TransferManager can't download the same blob to two MemoryStreams concurrently
See original GitHub issueWhich service(blob, file) does this issue concern?
Blob
Which version of the SDK was used?
Microsoft.Azure.Storage.DataMovement version 0.8.0
On which platform were you using? (.Net Framework version or .Net Core version, and OS version)
.NET Framework v4.7.1
How can the problem be reproduced? It’d be better if the code caused the problem can be shared.
It’s a concurrency problem; it can repro if the concurrency case is hit.
What problem was encountered?
Microsoft.WindowsAzure.Storage.DataMovement.TransferException: A transfer operation with the same source and destination already exists.
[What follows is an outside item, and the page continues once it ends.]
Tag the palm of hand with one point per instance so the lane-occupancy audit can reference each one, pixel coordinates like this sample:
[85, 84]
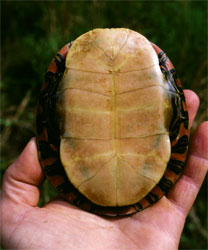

at Microsoft.WindowsAzure.Storage.DataMovement.TransferManager.<DoTransfer>d__73.MoveNext() in C:\Local\Jenkins\jobs\DMLib_0.7.1\workspace\lib\TransferManager.cs:line 1249
Have you found a mitigation/solution?
No
The problem appears to be here: https://github.com/Azure/azure-storage-net-data-movement/blob/7c8258a8ffbef96b10ebdabd14f5d129048ce1de/lib/TransferManager.cs#L1277 Maintains state across concurrent transfers, using some kind of key to distinguish them. https://github.com/Azure/azure-storage-net-data-movement/blob/7c8258a8ffbef96b10ebdabd14f5d129048ce1de/lib/TransferJobs/TransferLocation.cs#L62 Uses the TransferLocation ToString to tell whether two sources or destinations are the same. https://github.com/Azure/azure-storage-net-data-movement/blob/7c8258a8ffbef96b10ebdabd14f5d129048ce1de/lib/TransferJobs/TransferLocation.cs#L62 For streams uses Stream.ToString (!) to determine if two streams are the same. https://github.com/Azure/azure-storage-net-data-movement/blob/c133c98dc7cb211abb171f99d153d93141f907d0/lib/TransferJobs/StreamLocation.cs#L108 This just calls object.ToString, which returns the type name (“System.IO.MemoryStream”), and is insufficient to determine instance identity. One option worth considering instead is to use object.ReferenceEquals rather than .ToString to tell if two stream instances are the same.
Issue Analytics
- State:
- Created 5 years ago
- Comments:8
Top GitHub Comments
Any update on this bug? We’re having to write an expensive workaround decorating the entire stream with an override of ToString just to avoid hitting this error condition in production.
@evgenyvinnik @davidmatson,
We just released a new version (0.9.1) which allows adding transferring from the same source to multiple Stream instances. Please be noted, to download one Blob/Azure File to multiple Stream instances, DMLib will try to download content of Blob/Azure File multiple times, instead of download once and write the same content to multiple Stream instances.